Par contre, lorsque l'on fouille de plus près, on se rend compte que l'agrégat cache des variations importantes selon la catégorie de l'émetteur de ces contaminants. Si on compare la variation des émissions de la catégorie 'Combustion non industrielle ' (qui comprend le chauffage au bois) a celle du transport (souvent blâmée pour tous les maux environnementaux nous affligeant), il est intéressant de constater les progrès importants faits, de 1990 a 2005, dans le domaine des Transports alors que le secteur de la combustion non industrielle voit ses émissions augmenter. En fait, "le nombre de logements dans lesquels on a recours au chauffage au bois a augmenté d’environ 60 % de 1987 à 2000. cette même période, l’augmentation du nombre de logements était de moins de 20 %" (MDEP).

Il y a plusieurs hypothèses qui peuvent expliquer que le marché n'est pas à lui-même produit une adoption naturelle de foyer plus efficace depuis l'arrivée de la norme EPA (la majorité des foyers à bois ne se conforment pas aux normes EPA), entre autres:

  • Le constructeur domiciliaire est bien souvent celui qui installe le foyer, mais son objectif est de minimiser le prix et ne sera pas celui bénéficiant du retour sur investissement à long terme

  • L'incitatif du retour sur investissement n'est pas assez grand pour que le consommateur en comprenne pleinement les avantages

  • Les consommateurs ne comprennent pas pleinement les risques associés à la pollution intérieure des habitations chauffées au bois avec un système non efficace. En fait, l'imagine traditionnelle est plutôt contraire; le feu de bois est associé au plein air et a la santé

Peu importe la raison, le fait est qu'il n'y ait pas d'indication d'un changement naturel de tendance à moyen terme. Ainsi, le projet de loi arrive à juste point.
À propos du point 5, "le lien le plus direct possible entre la cible visée et le moyen utilisé", c'est réussi: comme l'augmentation du chauffage au bois est la cause majeure de l'augmentation rapide de la production de contaminants de la combustion non industrielle, la mesure ne pourra qu'endiguer cette progression.

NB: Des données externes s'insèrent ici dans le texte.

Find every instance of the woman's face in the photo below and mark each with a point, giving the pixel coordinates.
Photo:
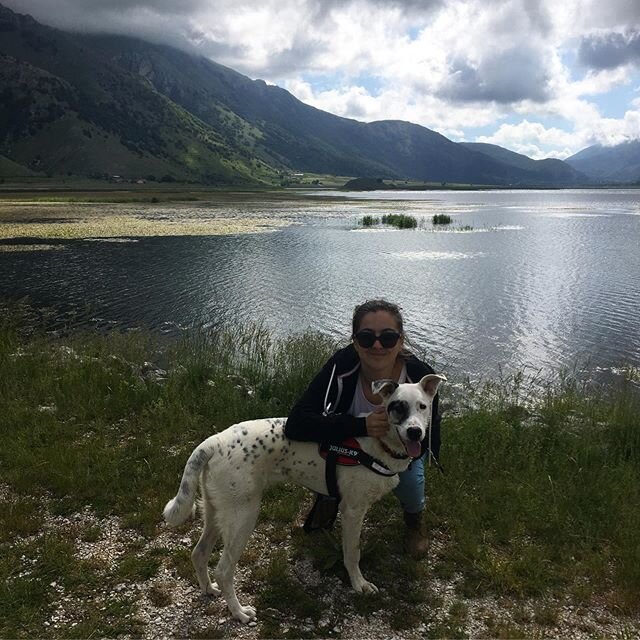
(377, 356)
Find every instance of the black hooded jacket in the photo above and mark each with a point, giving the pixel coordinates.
(320, 415)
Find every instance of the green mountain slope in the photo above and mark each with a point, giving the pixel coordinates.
(549, 171)
(66, 108)
(89, 104)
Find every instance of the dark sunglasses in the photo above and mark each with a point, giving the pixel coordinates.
(387, 339)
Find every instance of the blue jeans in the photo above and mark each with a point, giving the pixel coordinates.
(410, 491)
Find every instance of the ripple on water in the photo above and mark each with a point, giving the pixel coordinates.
(433, 255)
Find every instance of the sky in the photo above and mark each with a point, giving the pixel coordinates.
(546, 78)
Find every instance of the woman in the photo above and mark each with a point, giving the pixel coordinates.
(339, 404)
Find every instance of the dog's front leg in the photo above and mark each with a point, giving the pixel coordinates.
(352, 518)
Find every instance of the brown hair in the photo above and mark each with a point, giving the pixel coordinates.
(371, 306)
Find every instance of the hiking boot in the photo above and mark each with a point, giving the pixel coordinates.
(415, 541)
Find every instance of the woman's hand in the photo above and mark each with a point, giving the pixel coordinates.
(377, 423)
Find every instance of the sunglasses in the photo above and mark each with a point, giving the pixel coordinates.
(387, 339)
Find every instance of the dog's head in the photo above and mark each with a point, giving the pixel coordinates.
(409, 407)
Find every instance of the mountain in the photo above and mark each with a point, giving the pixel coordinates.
(549, 171)
(619, 163)
(65, 108)
(93, 105)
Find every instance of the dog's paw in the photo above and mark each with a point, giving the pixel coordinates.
(245, 614)
(365, 587)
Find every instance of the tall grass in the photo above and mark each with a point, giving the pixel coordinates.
(441, 218)
(539, 497)
(400, 220)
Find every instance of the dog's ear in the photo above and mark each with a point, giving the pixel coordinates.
(383, 388)
(431, 382)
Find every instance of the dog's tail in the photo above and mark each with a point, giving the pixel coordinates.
(179, 508)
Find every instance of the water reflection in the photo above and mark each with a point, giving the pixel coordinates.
(542, 279)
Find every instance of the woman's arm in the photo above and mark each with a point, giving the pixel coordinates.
(307, 421)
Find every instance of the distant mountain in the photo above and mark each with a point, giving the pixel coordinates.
(549, 171)
(90, 104)
(65, 108)
(619, 163)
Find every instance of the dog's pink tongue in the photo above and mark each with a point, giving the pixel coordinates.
(413, 448)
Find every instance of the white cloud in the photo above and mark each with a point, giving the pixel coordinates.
(450, 65)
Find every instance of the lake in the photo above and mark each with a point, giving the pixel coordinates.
(535, 280)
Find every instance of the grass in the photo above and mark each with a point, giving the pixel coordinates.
(400, 220)
(539, 499)
(441, 218)
(370, 221)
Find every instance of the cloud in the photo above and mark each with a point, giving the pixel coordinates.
(508, 76)
(609, 50)
(449, 65)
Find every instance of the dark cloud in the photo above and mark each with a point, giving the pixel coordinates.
(510, 76)
(609, 50)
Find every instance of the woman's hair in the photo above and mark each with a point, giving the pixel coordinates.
(371, 306)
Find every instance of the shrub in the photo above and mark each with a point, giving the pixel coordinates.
(400, 220)
(441, 218)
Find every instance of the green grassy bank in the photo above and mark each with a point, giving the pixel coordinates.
(539, 500)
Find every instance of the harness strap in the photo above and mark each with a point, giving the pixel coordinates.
(335, 451)
(330, 475)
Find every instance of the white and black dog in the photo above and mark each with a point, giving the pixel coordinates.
(235, 467)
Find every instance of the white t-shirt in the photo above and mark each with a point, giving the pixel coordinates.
(360, 406)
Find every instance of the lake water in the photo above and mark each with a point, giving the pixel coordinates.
(542, 280)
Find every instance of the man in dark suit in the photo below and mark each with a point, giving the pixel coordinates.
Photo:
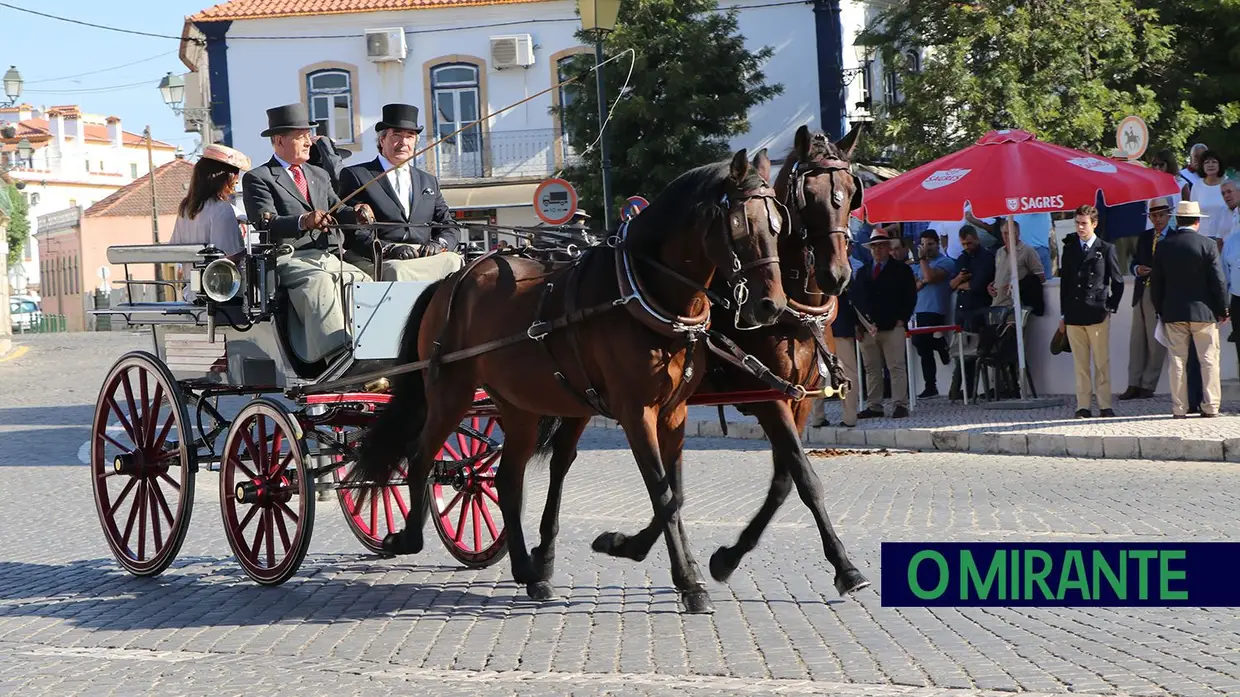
(1090, 289)
(1146, 355)
(1191, 297)
(402, 194)
(290, 199)
(887, 294)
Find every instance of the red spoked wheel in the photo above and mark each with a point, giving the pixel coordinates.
(267, 492)
(464, 504)
(141, 464)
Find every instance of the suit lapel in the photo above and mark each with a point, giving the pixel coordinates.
(284, 179)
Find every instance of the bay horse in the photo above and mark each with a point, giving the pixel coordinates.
(820, 192)
(615, 332)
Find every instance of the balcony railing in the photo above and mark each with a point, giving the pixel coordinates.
(502, 154)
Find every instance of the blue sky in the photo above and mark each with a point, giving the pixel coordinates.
(45, 50)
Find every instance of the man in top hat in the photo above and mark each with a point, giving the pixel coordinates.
(402, 194)
(885, 297)
(1146, 355)
(290, 199)
(1191, 295)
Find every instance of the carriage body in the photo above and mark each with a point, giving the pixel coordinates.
(223, 391)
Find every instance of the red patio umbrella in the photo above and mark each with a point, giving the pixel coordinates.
(1009, 173)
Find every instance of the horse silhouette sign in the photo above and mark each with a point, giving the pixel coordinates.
(1132, 137)
(554, 201)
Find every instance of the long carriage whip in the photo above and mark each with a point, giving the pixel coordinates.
(471, 124)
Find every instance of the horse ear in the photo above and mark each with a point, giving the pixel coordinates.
(848, 143)
(802, 142)
(763, 164)
(740, 165)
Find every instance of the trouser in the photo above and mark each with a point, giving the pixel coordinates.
(1204, 337)
(885, 350)
(1091, 341)
(928, 345)
(1146, 355)
(846, 350)
(427, 268)
(313, 279)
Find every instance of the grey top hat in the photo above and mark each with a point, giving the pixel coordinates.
(289, 117)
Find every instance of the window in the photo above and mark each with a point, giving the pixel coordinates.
(331, 103)
(455, 102)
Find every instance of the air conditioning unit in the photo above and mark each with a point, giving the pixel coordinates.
(513, 51)
(385, 45)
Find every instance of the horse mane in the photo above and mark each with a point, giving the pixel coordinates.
(688, 200)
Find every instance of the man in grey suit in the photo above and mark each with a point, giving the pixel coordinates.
(399, 192)
(1191, 297)
(289, 199)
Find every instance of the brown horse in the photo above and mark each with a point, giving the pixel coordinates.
(616, 332)
(815, 182)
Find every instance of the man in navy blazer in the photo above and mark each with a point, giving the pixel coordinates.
(424, 247)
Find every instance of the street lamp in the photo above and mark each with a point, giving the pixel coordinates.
(599, 16)
(13, 86)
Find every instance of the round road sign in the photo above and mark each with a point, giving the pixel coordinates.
(554, 201)
(633, 206)
(1132, 137)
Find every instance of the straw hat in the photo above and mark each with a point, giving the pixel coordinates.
(226, 155)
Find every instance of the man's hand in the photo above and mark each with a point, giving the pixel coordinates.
(318, 220)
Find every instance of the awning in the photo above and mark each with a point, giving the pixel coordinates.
(505, 196)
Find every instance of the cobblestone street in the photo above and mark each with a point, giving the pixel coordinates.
(350, 623)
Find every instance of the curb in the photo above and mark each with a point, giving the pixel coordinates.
(952, 440)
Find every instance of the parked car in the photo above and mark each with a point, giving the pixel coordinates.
(25, 313)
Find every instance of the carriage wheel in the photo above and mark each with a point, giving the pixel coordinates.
(267, 492)
(466, 512)
(141, 464)
(368, 515)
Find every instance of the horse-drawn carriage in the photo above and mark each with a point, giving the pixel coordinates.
(301, 432)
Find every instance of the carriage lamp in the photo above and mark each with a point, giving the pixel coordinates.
(221, 280)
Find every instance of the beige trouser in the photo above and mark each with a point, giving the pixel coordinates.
(1205, 339)
(313, 279)
(428, 268)
(846, 350)
(1091, 341)
(885, 349)
(1146, 355)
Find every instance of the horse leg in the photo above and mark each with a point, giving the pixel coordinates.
(563, 457)
(652, 444)
(520, 443)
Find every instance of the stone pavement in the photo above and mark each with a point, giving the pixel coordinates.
(72, 623)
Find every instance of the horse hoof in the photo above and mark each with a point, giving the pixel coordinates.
(851, 582)
(697, 603)
(540, 590)
(721, 566)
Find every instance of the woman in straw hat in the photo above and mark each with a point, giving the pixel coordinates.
(205, 215)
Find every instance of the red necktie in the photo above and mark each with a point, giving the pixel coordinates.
(300, 180)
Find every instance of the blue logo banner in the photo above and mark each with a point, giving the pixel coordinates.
(1060, 574)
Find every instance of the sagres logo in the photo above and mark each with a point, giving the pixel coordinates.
(1094, 165)
(943, 177)
(1036, 204)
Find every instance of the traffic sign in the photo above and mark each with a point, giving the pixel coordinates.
(1132, 137)
(633, 206)
(554, 201)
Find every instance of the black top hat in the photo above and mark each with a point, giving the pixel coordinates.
(289, 117)
(399, 115)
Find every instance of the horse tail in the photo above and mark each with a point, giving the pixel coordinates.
(401, 423)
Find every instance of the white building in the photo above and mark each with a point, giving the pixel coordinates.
(76, 160)
(458, 60)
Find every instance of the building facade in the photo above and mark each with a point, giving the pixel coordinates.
(77, 160)
(75, 241)
(459, 60)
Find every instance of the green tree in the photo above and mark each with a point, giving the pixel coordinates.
(1065, 70)
(19, 222)
(691, 91)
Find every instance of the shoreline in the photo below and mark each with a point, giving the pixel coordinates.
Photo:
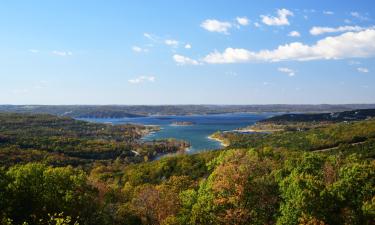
(222, 142)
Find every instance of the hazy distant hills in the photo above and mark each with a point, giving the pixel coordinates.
(354, 115)
(119, 111)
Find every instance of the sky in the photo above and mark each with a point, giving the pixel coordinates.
(187, 52)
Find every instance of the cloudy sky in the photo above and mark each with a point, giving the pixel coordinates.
(187, 52)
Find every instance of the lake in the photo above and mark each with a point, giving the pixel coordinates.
(197, 133)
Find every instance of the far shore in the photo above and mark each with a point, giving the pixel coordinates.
(219, 140)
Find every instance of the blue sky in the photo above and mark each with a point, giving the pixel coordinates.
(187, 52)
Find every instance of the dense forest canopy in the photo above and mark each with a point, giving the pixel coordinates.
(321, 175)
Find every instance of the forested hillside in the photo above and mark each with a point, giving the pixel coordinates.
(323, 175)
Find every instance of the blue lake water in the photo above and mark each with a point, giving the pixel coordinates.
(196, 134)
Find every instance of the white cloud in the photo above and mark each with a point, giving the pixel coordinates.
(171, 42)
(328, 12)
(139, 49)
(34, 51)
(286, 70)
(142, 79)
(216, 26)
(363, 70)
(358, 16)
(323, 30)
(243, 21)
(348, 45)
(353, 62)
(280, 20)
(294, 34)
(62, 53)
(183, 60)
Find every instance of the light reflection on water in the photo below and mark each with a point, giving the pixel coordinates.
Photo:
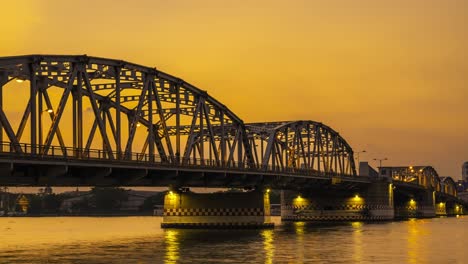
(140, 240)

En terme de résultat à anticiper, je referre à cette étude de Statistiques Canada (2005):

http://www.ec.gc.ca/cleanair-airpur/909A7F9D-E381-42A3-BDB9-27A8DB5C4A00/Remplacement_poele_RWC_fran_26sept2005.pdf

Bien evalue les résultats du remplacement des poêles, foyers et foyers encastrés conventionnels par leur équivalent efficace sur le territoire entier du Canada, on peut probablement, sans trop se tromper, anticiper les résultats au Québec dans des proportions similaires (ci-bas).


(Remarquez toutefois que, selon les observations de l'étude, le chauffage au bois reste beaucoup plus polluant que le chauffage par tout autre type de combustible)

Ainsi donc, le ministère a bien fait son travail en proposant une réglementation qui viendra efficacement mitiger les effets négatifs d'une tendance lourde (la progression du chauffage au bois) sans s'aliéner les consommateurs.

Toutefois, pour augmenter son efficacité, la politique devrait être assortie de mesures incitatives pour la conversion des foyers à bois conventionnels existants.